We’ve all met that person in business who feels that IT isn’t that important. A couple of weeks ago, we saw how a failure in IT could cost millions of dollars and bring an entire company to its knees.
In the wake of the near-collapse of Knight Capital Partners, there has been much discussion around the merits and dangers of high frequency trading. HFT, as a major pillar of computational finance, has increasingly relied on high performance computing resources to process financial transactions at blistering speeds. And although there are many who believe that the increased trading volume and market liquidity benefit the market and economy as a whole, this latest incident has once again cast some serious doubt over the seemingly disturbing side effects.
High frequency trading involves processing massive amounts of trades in short amounts of time – sometimes executing millions of trades in a single second. The technology behind this incredible processing power? High speed HPC clusters, super-fast network connections with low latency, and sophisticated analytics software. Although the technology itself has been around for roughly a decade, Wall Street’s adoption has only seriously been growing in the last four or five years.
At the time of the above article’s release, the exact cause of the problem was not yet known. Now, it has emerged that a software update was to blame.
The tremendous power of software was illustrated last week at Knight Trading. A software upgrade for the NYSE company’s financial trading system introduced an algorithm from an old program that produced erratic trading behaviour, causing US$440 million losses in just 45 minutes.
That amounted to over US$10 million lost for every minute and brought the company to its knees. Just imagine, in the time most of us take for lunch, a respected company with 1,400 employees, plunged into crisis.
Although it asked the SEC to cancel the trades, the SEC took the stance that the trades would stand.
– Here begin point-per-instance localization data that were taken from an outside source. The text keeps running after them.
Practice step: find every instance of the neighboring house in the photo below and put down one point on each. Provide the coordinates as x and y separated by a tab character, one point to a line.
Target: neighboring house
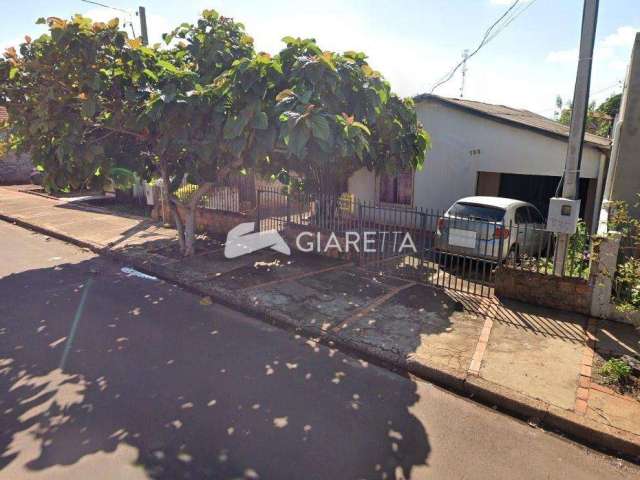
13	168
623	179
484	149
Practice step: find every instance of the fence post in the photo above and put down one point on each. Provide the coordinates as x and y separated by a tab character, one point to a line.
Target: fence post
604	259
288	208
360	234
258	213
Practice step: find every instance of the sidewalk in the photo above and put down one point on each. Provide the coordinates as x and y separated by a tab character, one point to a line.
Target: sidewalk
531	362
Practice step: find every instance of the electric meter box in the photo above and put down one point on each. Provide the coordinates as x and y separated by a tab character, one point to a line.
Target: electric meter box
563	215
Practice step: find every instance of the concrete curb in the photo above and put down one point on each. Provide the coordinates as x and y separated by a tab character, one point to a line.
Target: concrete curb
568	423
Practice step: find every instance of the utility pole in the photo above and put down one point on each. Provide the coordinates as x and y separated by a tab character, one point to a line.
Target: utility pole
465	55
143	25
578	118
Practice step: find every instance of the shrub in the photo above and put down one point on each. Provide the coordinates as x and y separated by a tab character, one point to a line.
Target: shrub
615	370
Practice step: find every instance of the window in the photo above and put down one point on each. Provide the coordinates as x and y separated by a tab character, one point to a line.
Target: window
397	188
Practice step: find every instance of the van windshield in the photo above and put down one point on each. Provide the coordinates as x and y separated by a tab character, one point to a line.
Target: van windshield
477	212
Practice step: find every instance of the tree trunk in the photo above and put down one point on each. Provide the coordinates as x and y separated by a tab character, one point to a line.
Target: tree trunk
168	201
187	231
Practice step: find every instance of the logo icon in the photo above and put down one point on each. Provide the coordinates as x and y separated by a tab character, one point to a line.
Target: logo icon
241	241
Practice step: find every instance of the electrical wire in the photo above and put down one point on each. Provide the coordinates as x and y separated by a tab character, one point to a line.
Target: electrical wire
107	6
489	35
117	9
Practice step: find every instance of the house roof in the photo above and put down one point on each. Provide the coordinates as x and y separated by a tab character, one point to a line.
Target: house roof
515	117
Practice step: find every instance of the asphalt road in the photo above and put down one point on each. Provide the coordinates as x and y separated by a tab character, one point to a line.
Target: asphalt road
105	375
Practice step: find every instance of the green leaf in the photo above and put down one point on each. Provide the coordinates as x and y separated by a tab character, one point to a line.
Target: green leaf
320	127
168	66
362	127
260	121
150	75
89	108
284	94
298	139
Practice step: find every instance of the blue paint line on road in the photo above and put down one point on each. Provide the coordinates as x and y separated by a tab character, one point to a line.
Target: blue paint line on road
74	325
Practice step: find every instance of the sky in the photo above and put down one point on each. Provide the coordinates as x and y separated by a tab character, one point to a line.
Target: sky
413	43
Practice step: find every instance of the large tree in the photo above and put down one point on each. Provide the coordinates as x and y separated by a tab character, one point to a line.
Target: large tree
60	101
86	97
323	115
181	113
599	119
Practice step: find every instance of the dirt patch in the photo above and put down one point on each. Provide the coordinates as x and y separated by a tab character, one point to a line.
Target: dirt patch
322	300
272	268
419	322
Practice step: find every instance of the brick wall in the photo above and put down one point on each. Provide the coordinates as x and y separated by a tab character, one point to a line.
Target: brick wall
570	294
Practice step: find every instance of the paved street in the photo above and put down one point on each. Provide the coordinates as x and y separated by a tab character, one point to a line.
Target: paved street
106	375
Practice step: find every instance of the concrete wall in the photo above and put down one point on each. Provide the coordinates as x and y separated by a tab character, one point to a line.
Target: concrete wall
465	144
215	222
570	294
488	183
624	171
15	168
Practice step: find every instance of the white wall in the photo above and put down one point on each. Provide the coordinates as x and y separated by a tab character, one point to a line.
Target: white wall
450	170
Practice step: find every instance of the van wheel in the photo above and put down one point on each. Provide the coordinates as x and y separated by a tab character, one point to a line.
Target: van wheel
513	256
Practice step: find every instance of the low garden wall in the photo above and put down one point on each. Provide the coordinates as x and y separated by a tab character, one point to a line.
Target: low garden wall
216	222
15	168
562	293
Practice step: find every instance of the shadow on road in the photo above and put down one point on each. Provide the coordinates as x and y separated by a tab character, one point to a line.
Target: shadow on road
184	390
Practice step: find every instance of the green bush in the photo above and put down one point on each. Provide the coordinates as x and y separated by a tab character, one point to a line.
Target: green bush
615	370
185	192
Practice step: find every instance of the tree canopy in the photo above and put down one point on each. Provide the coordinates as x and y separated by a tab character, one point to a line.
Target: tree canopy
84	98
599	119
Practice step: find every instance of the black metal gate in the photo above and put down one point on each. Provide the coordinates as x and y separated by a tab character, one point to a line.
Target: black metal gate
458	251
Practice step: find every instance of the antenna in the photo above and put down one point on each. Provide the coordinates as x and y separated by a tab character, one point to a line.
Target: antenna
465	56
Tech lawyers read cases about the tremendous amount of financial loss poor software can cause (one of the key cases involved billing software created for a municipal water supplier) and we are reminded that software contracts need to be drafted carefully and software testing can never be compromised.
IT hardware is the bottom foundation of computational finance. Software is the second foundational layer that HFT rests on. These two work together, in conjunction, as a complete IT-computational ecosystem. Both layers need to be functioning properly in order for the applications and the company to stand. Vulnerabilities in one (in this case the software) can cause everything to break down.
We’ve been working on developing an exciting line of hardware solutions for computational finance. The initial production systems have already been deployed. Our systems have been thoroughly tested, benchmarked, and fault-protected.
But no matter how good the hardware, the software that runs on it needs to run as flawless as allows the entire ecosystem to support its business.
Have you had experiences with a failure in your financial IT ecosystem? How did you fix it?
Moreover, with all of these questions about the nature of high-frequency trading, do you believe it’s a good thing? Or is the instability that can results too great a danger even with the most solid technology base?